GSDet: Object Detection in Aerial Images Based on Scale Reasoning

IEEE Trans Image Process. 2021:30:4599-4609. doi: 10.1109/TIP.2021.3073319. Epub 2021 Apr 29.

Abstract

Variations in both object scale and style under different capture scenes (e.g., downtown, port) greatly enhance the difficulties associated with object detection in aerial images. Although ground sample distance (GSD) provides an apparent clue to address this issue, no existing object detection methods have considered utilizing this useful prior knowledge. In this paper, we propose the first object detection network to incorporate GSD into the object detection modeling process.
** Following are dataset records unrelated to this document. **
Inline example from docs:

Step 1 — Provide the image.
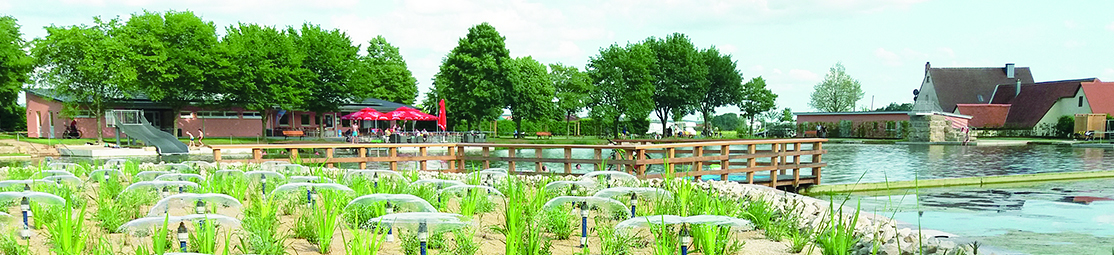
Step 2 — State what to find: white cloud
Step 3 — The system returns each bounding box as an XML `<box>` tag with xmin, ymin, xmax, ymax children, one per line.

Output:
<box><xmin>874</xmin><ymin>48</ymin><xmax>901</xmax><ymax>67</ymax></box>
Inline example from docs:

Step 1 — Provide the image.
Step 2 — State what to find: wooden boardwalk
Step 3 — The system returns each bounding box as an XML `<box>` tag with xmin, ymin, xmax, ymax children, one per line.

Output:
<box><xmin>212</xmin><ymin>138</ymin><xmax>828</xmax><ymax>187</ymax></box>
More specifically, built on a two-stage detection framework, we adopt a GSD identification subnet converting the GSD regression into a probability estimation process, then combine the GSD information with the sizes of Regions of Interest (RoIs) to determine the physical size of objects. The estimated physical size can provide a powerful prior for detection by reweighting the weights from the classification layer of each category to produce RoI-wise enhanced features. Furthermore, to improve the discriminability among categories of similar size and make the inference process more adaptive, the scene information is also considered. The pipeline is flexible enough to be stacked on any two-stage modern detection framework. The improvement over the existing two-stage object detection methods on the DOTA dataset demonstrates the effectiveness of our method.